Adik pelapor lalu bertanya alasan kasus dihentikan penyelidikannya.
“Pak, (kasusnya) kok ditutup itu kenapa sebenarnya?.”
“Mau tahu? Ya karena kami tidak punya cukup bukti,” jawab Niko. Masalahnya apa?,” lanjutnya.
“Masalahnya saya nggak terima kasus ini dihentikan,” kata A.
“Bagaimana kami harus memaksakan orang yang tidak bersalah untuk mengaku?,” balas Niko.
“Lho mereka sudah ngaku loh sama saya, ada chat-nya,” ujar A.
Niko berargumen, penyidik bekerja berdasarkan asas praduga tidak bersalah. Karena itu mereka tidak bisa memaksakan kemauan korban maupun para pelaku. Ia menambahkan penyidik juga bekerja berdasarkan fakta, dan fakta yang mereka temukan tidak menunjukkan adanya tindak pidana.

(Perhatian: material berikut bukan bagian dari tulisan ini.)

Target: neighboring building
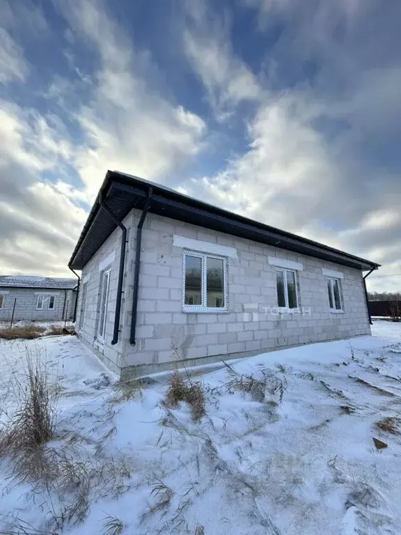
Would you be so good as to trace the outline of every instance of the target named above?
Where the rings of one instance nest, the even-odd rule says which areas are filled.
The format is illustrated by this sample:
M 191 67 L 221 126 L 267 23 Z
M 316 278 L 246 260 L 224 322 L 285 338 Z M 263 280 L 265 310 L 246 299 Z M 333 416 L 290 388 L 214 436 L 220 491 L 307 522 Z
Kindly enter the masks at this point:
M 74 314 L 77 279 L 0 275 L 0 321 L 70 320 Z
M 108 171 L 69 266 L 80 339 L 128 376 L 369 334 L 379 265 Z

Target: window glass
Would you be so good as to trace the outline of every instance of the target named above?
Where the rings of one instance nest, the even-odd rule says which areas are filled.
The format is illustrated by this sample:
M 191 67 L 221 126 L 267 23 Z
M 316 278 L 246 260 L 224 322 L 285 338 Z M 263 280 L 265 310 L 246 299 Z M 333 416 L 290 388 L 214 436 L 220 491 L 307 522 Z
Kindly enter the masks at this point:
M 284 272 L 276 272 L 277 281 L 277 300 L 278 307 L 285 307 L 285 292 L 284 291 Z
M 207 257 L 206 291 L 207 307 L 224 307 L 224 262 Z
M 185 256 L 185 304 L 202 304 L 202 258 Z
M 340 297 L 340 284 L 338 279 L 333 279 L 333 290 L 334 293 L 334 304 L 336 310 L 341 310 L 341 299 Z
M 287 290 L 288 292 L 288 308 L 297 308 L 297 288 L 295 288 L 295 273 L 293 271 L 286 271 Z
M 196 307 L 196 311 L 226 309 L 226 264 L 223 258 L 185 253 L 184 268 L 184 307 Z
M 330 304 L 330 308 L 333 309 L 334 307 L 333 306 L 333 293 L 332 293 L 332 286 L 331 286 L 331 281 L 330 279 L 327 281 L 327 290 L 329 291 L 329 302 Z
M 109 297 L 109 278 L 110 272 L 106 272 L 103 274 L 102 284 L 102 299 L 100 302 L 100 318 L 99 320 L 99 335 L 102 338 L 104 336 L 106 327 L 106 317 L 107 314 L 107 300 Z

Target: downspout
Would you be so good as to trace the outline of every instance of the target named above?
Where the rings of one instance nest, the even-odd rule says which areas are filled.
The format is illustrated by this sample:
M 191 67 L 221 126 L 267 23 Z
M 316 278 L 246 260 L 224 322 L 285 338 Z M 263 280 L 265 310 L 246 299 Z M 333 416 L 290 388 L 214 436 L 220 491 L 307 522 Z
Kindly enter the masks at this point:
M 141 262 L 141 245 L 142 242 L 142 227 L 145 222 L 145 217 L 148 210 L 150 207 L 150 199 L 152 197 L 152 188 L 148 190 L 148 196 L 143 206 L 143 210 L 141 214 L 141 219 L 136 227 L 136 243 L 135 247 L 135 268 L 134 270 L 134 288 L 132 288 L 132 313 L 131 314 L 131 333 L 129 336 L 129 342 L 132 346 L 135 346 L 135 334 L 136 332 L 136 313 L 138 308 L 138 286 L 139 284 L 139 267 Z
M 114 314 L 114 327 L 113 329 L 113 340 L 111 345 L 115 346 L 118 341 L 118 331 L 120 329 L 120 316 L 121 313 L 121 298 L 123 295 L 123 281 L 124 280 L 124 262 L 125 260 L 125 247 L 127 244 L 127 228 L 114 215 L 109 206 L 103 201 L 102 191 L 99 193 L 99 204 L 114 223 L 121 228 L 121 251 L 120 254 L 120 269 L 118 270 L 118 282 L 117 284 L 117 297 L 116 299 L 116 313 Z
M 366 289 L 366 281 L 365 279 L 367 279 L 370 273 L 372 273 L 372 271 L 375 271 L 375 270 L 377 270 L 377 268 L 372 268 L 369 273 L 365 275 L 363 277 L 363 288 L 365 288 L 365 300 L 366 301 L 366 308 L 368 309 L 368 316 L 369 318 L 369 323 L 370 323 L 371 325 L 373 325 L 373 322 L 372 321 L 372 317 L 370 316 L 370 311 L 369 310 L 369 300 L 368 297 L 368 290 Z
M 68 269 L 70 271 L 72 271 L 72 273 L 75 275 L 75 277 L 78 277 L 78 284 L 77 285 L 77 298 L 75 299 L 75 306 L 74 307 L 74 316 L 72 317 L 72 323 L 75 323 L 75 320 L 77 320 L 77 307 L 78 306 L 78 297 L 79 296 L 79 286 L 81 283 L 81 277 L 77 273 L 75 273 L 72 268 L 70 268 L 68 266 Z
M 67 290 L 65 288 L 63 288 L 64 290 L 64 303 L 63 304 L 63 313 L 61 314 L 61 319 L 64 319 L 64 313 L 65 312 L 65 301 L 67 301 Z

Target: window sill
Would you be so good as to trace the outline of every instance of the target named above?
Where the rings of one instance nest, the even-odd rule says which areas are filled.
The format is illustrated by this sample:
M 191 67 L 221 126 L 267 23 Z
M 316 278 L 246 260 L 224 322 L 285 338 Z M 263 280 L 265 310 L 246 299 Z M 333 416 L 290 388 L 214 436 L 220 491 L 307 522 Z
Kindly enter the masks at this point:
M 204 310 L 182 309 L 183 314 L 228 314 L 230 311 L 226 309 L 209 309 Z

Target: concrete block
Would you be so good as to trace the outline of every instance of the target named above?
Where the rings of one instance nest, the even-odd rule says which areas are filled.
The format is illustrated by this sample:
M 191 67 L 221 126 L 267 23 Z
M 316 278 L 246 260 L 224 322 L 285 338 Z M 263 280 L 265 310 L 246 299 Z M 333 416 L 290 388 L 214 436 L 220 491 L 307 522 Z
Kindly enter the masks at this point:
M 145 351 L 167 351 L 171 350 L 171 338 L 147 338 L 145 339 Z
M 219 343 L 230 343 L 237 340 L 235 332 L 221 332 L 219 334 Z
M 147 325 L 171 324 L 173 321 L 173 314 L 162 312 L 148 313 L 145 314 L 145 321 Z
M 253 331 L 243 331 L 239 332 L 237 334 L 238 341 L 249 341 L 253 340 Z
M 169 277 L 158 277 L 157 286 L 159 288 L 180 288 L 182 286 L 182 279 L 172 279 Z
M 226 355 L 227 354 L 227 344 L 219 343 L 216 346 L 207 346 L 207 356 L 212 355 Z
M 178 312 L 182 309 L 180 301 L 162 301 L 157 300 L 156 302 L 156 310 L 157 312 Z M 185 319 L 185 322 L 187 319 Z

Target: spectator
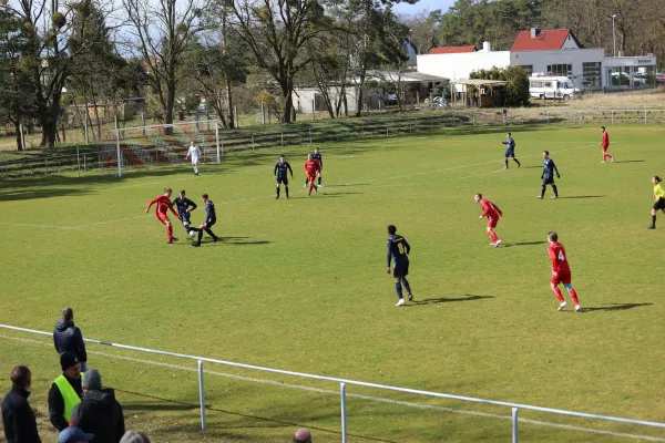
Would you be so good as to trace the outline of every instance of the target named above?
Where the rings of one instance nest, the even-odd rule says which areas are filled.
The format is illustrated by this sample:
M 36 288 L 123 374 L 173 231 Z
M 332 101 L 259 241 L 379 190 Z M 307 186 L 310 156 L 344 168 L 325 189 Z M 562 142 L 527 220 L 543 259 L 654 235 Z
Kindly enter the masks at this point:
M 120 440 L 120 443 L 150 443 L 145 434 L 137 434 L 134 431 L 127 431 Z
M 305 427 L 300 427 L 294 434 L 293 443 L 311 443 L 311 434 L 309 430 Z
M 55 350 L 62 356 L 63 352 L 72 352 L 81 363 L 81 372 L 85 372 L 88 362 L 88 352 L 85 352 L 85 342 L 81 330 L 74 326 L 74 311 L 72 308 L 62 310 L 62 320 L 55 324 L 53 331 L 53 344 Z
M 102 375 L 96 369 L 83 374 L 83 398 L 72 411 L 70 425 L 95 434 L 95 443 L 117 443 L 124 434 L 122 406 L 112 389 L 102 389 Z
M 51 384 L 49 391 L 49 416 L 58 431 L 69 426 L 74 406 L 81 403 L 81 363 L 75 354 L 64 352 L 60 356 L 62 374 Z
M 58 435 L 58 443 L 81 443 L 91 442 L 94 434 L 86 434 L 79 427 L 68 427 Z
M 2 425 L 8 443 L 41 443 L 34 412 L 28 403 L 32 375 L 27 367 L 11 370 L 11 391 L 2 400 Z

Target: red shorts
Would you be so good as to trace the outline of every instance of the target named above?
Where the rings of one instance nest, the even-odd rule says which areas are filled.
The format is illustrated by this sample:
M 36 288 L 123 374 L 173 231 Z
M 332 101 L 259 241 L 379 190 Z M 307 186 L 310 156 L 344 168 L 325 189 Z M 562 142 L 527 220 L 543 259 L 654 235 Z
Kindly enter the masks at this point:
M 554 285 L 570 285 L 571 284 L 571 272 L 557 272 L 556 275 L 552 274 L 552 279 L 550 280 Z
M 155 213 L 155 217 L 157 217 L 157 220 L 162 222 L 164 225 L 166 225 L 166 222 L 171 223 L 166 214 Z

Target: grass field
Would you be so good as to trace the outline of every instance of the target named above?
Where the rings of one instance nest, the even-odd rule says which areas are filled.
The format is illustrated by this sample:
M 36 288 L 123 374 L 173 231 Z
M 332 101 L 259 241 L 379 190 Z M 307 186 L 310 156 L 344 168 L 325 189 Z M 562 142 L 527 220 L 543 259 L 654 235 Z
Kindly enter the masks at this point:
M 276 150 L 228 155 L 197 177 L 187 166 L 3 182 L 0 322 L 51 331 L 71 306 L 89 338 L 663 422 L 665 215 L 646 229 L 649 178 L 665 174 L 663 128 L 612 126 L 617 161 L 601 164 L 598 128 L 522 126 L 513 131 L 522 167 L 508 171 L 503 128 L 469 131 L 321 145 L 325 187 L 310 198 L 304 147 L 285 150 L 296 173 L 289 200 L 275 200 Z M 543 150 L 561 172 L 559 200 L 550 189 L 535 198 Z M 181 241 L 166 245 L 144 214 L 165 186 L 191 198 L 208 193 L 223 241 L 195 249 L 175 226 Z M 475 192 L 504 212 L 499 249 L 478 219 Z M 202 208 L 192 218 L 201 223 Z M 388 224 L 412 247 L 416 302 L 403 308 L 385 269 Z M 556 311 L 549 230 L 566 247 L 583 312 Z M 156 442 L 284 442 L 300 425 L 316 442 L 340 441 L 339 396 L 326 392 L 335 383 L 206 364 L 216 374 L 206 375 L 209 430 L 201 434 L 196 373 L 180 368 L 195 362 L 89 350 L 89 367 L 117 390 L 127 429 Z M 47 391 L 59 365 L 50 339 L 2 330 L 0 356 L 3 374 L 32 369 L 31 402 L 42 440 L 53 441 Z M 347 400 L 352 442 L 510 440 L 505 408 L 347 392 L 371 398 Z M 665 440 L 663 430 L 520 416 L 532 420 L 520 424 L 525 442 Z

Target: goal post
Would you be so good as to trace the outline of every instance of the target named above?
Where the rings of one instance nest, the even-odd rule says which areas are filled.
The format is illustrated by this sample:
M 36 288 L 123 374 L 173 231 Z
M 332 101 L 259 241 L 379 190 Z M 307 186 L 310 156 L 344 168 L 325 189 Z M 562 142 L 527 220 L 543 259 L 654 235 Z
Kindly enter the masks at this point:
M 216 120 L 197 120 L 171 124 L 116 127 L 111 130 L 114 145 L 101 145 L 109 157 L 106 167 L 115 167 L 121 177 L 125 171 L 177 166 L 185 163 L 190 143 L 202 152 L 202 163 L 222 162 L 219 124 Z M 111 150 L 113 151 L 111 151 Z

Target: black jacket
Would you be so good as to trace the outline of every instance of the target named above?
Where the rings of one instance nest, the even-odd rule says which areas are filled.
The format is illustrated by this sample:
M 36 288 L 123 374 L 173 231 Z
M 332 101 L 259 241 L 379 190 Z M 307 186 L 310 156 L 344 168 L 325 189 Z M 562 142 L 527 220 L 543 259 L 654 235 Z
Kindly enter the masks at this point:
M 55 350 L 60 354 L 63 352 L 73 352 L 81 363 L 88 361 L 83 334 L 81 334 L 81 330 L 74 326 L 73 321 L 60 320 L 55 324 L 53 344 L 55 344 Z
M 79 380 L 72 380 L 66 375 L 64 377 L 70 382 L 74 391 L 76 391 L 79 398 L 81 398 L 83 395 L 81 378 L 79 378 Z M 55 383 L 51 384 L 51 390 L 49 391 L 49 418 L 51 419 L 51 424 L 55 426 L 58 431 L 69 427 L 69 420 L 64 420 L 64 400 L 62 399 L 60 389 L 58 389 Z
M 94 434 L 94 443 L 117 443 L 124 435 L 122 406 L 112 389 L 85 391 L 72 411 L 72 425 Z
M 2 400 L 2 425 L 8 443 L 41 443 L 29 395 L 23 388 L 13 387 Z

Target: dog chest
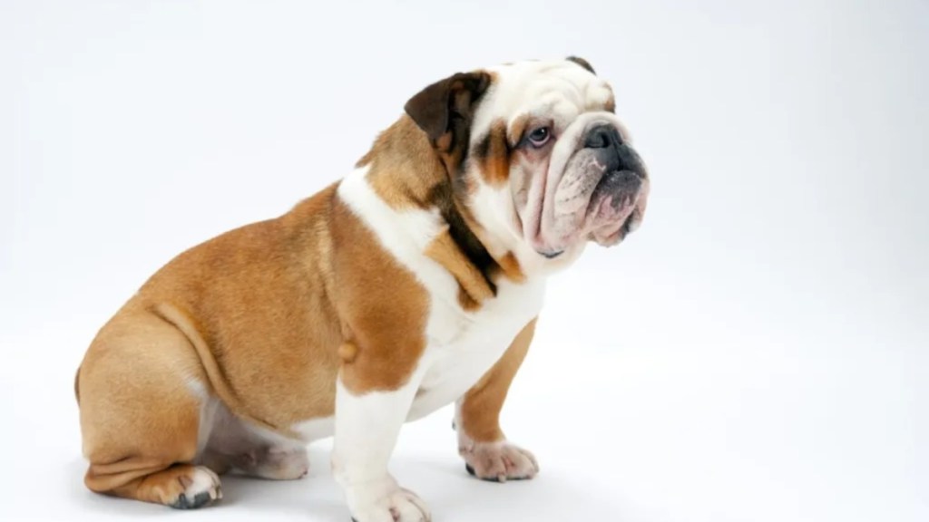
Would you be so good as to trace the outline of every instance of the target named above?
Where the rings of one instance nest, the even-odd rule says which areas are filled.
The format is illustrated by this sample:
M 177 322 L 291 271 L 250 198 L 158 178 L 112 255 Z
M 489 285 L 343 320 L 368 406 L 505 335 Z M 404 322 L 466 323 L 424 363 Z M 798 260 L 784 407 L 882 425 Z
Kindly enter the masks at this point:
M 410 417 L 419 418 L 456 400 L 504 355 L 520 330 L 542 307 L 543 282 L 503 283 L 481 309 L 464 314 L 453 306 L 434 306 L 430 335 L 421 363 L 426 371 Z

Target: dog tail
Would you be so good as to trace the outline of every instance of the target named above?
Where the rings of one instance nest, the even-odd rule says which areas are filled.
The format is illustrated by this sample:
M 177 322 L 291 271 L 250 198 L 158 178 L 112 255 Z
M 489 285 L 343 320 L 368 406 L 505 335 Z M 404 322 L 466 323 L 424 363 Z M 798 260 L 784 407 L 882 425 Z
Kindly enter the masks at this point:
M 74 400 L 77 401 L 78 406 L 81 405 L 80 382 L 81 382 L 81 367 L 79 365 L 77 367 L 77 372 L 74 372 Z

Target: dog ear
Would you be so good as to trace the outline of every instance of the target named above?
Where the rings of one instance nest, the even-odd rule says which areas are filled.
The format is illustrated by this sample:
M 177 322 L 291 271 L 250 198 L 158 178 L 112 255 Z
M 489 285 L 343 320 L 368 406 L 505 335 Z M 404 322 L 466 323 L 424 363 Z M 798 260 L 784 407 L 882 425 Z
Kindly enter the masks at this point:
M 569 56 L 565 59 L 567 59 L 568 61 L 573 61 L 574 63 L 580 65 L 581 67 L 583 67 L 587 71 L 590 71 L 592 73 L 596 74 L 596 71 L 594 71 L 594 66 L 591 65 L 589 61 L 581 57 Z
M 411 98 L 403 110 L 436 141 L 471 121 L 475 103 L 491 85 L 485 72 L 456 72 L 425 87 Z

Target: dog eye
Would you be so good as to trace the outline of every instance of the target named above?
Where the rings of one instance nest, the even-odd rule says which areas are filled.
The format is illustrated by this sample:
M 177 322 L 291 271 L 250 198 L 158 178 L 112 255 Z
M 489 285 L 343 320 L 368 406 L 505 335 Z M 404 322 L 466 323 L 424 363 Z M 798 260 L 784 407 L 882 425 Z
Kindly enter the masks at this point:
M 542 147 L 547 143 L 550 137 L 552 137 L 552 132 L 548 127 L 539 127 L 529 135 L 530 143 L 535 148 Z

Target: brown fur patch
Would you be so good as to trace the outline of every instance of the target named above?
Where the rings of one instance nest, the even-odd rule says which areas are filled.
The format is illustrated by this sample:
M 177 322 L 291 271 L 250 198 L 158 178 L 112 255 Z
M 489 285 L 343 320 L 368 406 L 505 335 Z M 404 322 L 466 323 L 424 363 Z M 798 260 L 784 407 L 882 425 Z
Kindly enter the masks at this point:
M 425 349 L 426 291 L 344 203 L 333 205 L 336 307 L 357 346 L 341 365 L 352 393 L 396 389 Z
M 448 227 L 429 243 L 425 254 L 454 276 L 464 296 L 459 302 L 466 309 L 479 307 L 484 299 L 493 296 L 493 289 L 484 274 L 467 258 L 449 233 Z
M 510 147 L 506 123 L 494 122 L 487 135 L 475 147 L 474 161 L 480 165 L 484 181 L 495 188 L 504 187 L 510 177 Z
M 462 424 L 458 429 L 476 442 L 497 442 L 505 437 L 500 428 L 500 412 L 510 385 L 529 351 L 536 320 L 527 324 L 503 357 L 464 395 L 461 404 Z

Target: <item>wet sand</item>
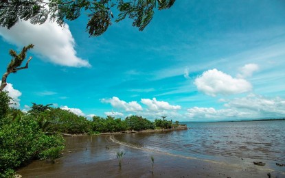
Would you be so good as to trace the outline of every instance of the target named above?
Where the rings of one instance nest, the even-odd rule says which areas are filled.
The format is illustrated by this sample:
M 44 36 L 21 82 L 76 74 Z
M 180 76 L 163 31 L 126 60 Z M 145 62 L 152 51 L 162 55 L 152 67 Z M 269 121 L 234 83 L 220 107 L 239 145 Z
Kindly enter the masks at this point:
M 66 138 L 55 164 L 34 161 L 16 171 L 23 177 L 285 177 L 285 174 L 244 162 L 223 162 L 153 152 L 124 145 L 110 136 Z M 113 141 L 116 142 L 114 142 Z M 126 153 L 119 168 L 117 151 Z M 153 173 L 150 156 L 155 158 Z

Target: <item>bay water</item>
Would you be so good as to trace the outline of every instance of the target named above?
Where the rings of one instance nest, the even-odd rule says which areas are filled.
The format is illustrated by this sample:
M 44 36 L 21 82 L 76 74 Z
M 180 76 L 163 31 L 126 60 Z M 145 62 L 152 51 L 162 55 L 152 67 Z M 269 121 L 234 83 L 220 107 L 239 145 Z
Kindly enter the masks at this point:
M 116 135 L 121 142 L 205 160 L 253 164 L 285 171 L 285 121 L 185 123 L 187 130 Z

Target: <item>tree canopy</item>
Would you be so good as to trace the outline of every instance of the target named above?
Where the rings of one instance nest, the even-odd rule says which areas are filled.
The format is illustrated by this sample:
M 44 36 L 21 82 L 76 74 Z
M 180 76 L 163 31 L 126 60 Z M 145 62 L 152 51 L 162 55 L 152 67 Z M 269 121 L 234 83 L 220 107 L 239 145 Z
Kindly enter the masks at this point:
M 65 20 L 73 21 L 85 11 L 89 18 L 87 31 L 90 36 L 102 34 L 111 25 L 112 10 L 118 13 L 115 22 L 126 17 L 140 31 L 152 18 L 155 10 L 170 8 L 175 0 L 1 0 L 0 25 L 10 29 L 20 21 L 43 24 L 48 18 L 64 25 Z M 117 12 L 117 11 L 116 11 Z

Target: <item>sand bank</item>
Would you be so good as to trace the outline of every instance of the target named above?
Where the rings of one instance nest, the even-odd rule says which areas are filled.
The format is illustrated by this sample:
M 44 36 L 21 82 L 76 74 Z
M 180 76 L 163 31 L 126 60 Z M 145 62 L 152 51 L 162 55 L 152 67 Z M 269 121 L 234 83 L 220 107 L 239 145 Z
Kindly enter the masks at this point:
M 111 137 L 111 138 L 110 138 Z M 110 136 L 66 138 L 66 149 L 56 164 L 35 161 L 19 170 L 23 177 L 285 177 L 253 164 L 177 156 L 119 142 Z M 116 153 L 126 153 L 120 168 Z M 152 173 L 150 156 L 155 158 Z

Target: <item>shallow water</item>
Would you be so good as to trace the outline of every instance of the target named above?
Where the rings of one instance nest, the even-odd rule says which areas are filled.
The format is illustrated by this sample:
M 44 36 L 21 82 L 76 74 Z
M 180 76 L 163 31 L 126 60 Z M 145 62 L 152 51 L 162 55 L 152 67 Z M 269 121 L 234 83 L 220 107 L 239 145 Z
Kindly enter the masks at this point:
M 190 129 L 67 137 L 56 164 L 34 161 L 17 173 L 23 177 L 150 177 L 154 155 L 155 177 L 267 177 L 268 173 L 285 177 L 285 167 L 275 165 L 285 160 L 285 121 L 187 124 Z M 119 151 L 126 153 L 122 170 L 116 158 Z M 255 166 L 253 160 L 266 164 Z
M 200 159 L 285 164 L 285 121 L 187 123 L 190 129 L 115 136 L 125 143 Z M 283 167 L 284 168 L 284 167 Z M 278 168 L 277 168 L 278 169 Z M 284 169 L 284 168 L 282 168 Z

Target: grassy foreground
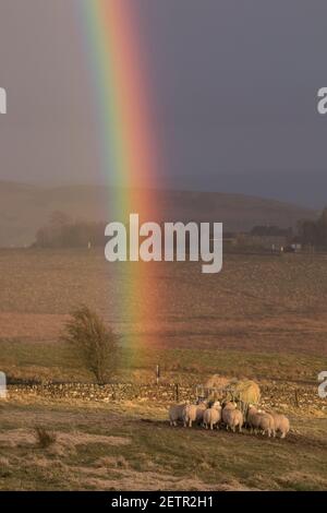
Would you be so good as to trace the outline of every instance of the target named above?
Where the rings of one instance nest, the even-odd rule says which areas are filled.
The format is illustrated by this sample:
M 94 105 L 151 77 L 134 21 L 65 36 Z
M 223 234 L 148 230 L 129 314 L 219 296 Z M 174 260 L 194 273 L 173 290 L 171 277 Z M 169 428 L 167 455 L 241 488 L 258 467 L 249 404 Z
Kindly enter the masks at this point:
M 1 490 L 322 490 L 327 419 L 292 418 L 286 440 L 170 428 L 167 406 L 16 403 L 0 411 Z M 39 446 L 35 427 L 56 436 Z

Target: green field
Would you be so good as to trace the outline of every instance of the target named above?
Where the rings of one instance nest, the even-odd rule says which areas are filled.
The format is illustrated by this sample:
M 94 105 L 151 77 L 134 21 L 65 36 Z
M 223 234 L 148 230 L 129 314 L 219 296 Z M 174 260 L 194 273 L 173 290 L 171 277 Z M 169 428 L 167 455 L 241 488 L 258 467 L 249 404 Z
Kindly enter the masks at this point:
M 153 383 L 160 363 L 166 383 L 219 373 L 316 394 L 327 368 L 325 255 L 227 255 L 213 276 L 194 263 L 135 265 L 111 266 L 96 250 L 0 251 L 0 369 L 13 381 L 90 382 L 60 339 L 84 302 L 120 336 L 116 382 Z M 15 395 L 0 405 L 0 487 L 326 489 L 326 408 L 311 397 L 292 404 L 289 438 L 268 440 L 172 429 L 165 403 Z M 36 426 L 55 432 L 53 445 L 38 446 Z

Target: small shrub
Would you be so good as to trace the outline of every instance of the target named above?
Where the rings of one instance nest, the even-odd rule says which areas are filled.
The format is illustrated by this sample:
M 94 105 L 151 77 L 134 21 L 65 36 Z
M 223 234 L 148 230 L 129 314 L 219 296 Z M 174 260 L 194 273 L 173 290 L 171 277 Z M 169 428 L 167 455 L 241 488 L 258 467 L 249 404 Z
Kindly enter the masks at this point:
M 62 339 L 74 347 L 97 382 L 105 383 L 116 365 L 117 335 L 97 313 L 85 306 L 74 310 L 71 317 Z

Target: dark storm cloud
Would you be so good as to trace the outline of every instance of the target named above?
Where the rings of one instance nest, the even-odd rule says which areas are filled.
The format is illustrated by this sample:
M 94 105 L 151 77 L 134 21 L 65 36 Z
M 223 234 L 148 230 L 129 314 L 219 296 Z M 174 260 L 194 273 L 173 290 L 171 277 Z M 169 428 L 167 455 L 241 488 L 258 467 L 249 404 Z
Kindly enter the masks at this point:
M 322 205 L 324 0 L 137 3 L 164 186 Z M 0 0 L 3 179 L 99 180 L 76 0 Z

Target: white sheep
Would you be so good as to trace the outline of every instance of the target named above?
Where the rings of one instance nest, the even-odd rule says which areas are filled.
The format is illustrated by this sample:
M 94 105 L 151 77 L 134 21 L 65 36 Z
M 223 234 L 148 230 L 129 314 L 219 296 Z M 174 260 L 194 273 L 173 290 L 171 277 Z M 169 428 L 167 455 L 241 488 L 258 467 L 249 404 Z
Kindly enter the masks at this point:
M 290 430 L 289 419 L 286 417 L 286 415 L 276 414 L 275 411 L 271 411 L 270 415 L 274 418 L 275 422 L 274 437 L 276 436 L 276 432 L 279 432 L 280 438 L 286 438 Z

“Ketika kami memaksakan (penyelidikan) dan sampai di persidangan tidak sesuai dengan fakta, bukan ibu yang disalahkan. Kami sebagai penyidik yang disalahkan,” kata Niko.
Baca Juga: Kisah Korban Penyekapan di Myanmar: Perdagangan Orang Ada Di Sekitar Kita
“Kami tidak serta-merta menjelaskan bahwa ini sudah terjadi kasus pidana. Kalau unsurnya tidak terpenuhi, kami tidak bisa memaksakan itu. Jadi harus kami hentikan,” lanjutnya.
A menanyakan sejumlah bukti yang menurutnya bisa menjadi petunjuk dan sudah diserahkan kepada penyidik sebelum penyelidikan dihentikan. Seperti percakapan melalui aplikasi WhatsApp antara korban dengan terduga pelaku dan rekaman pembicaraan antara korban dengan saksi.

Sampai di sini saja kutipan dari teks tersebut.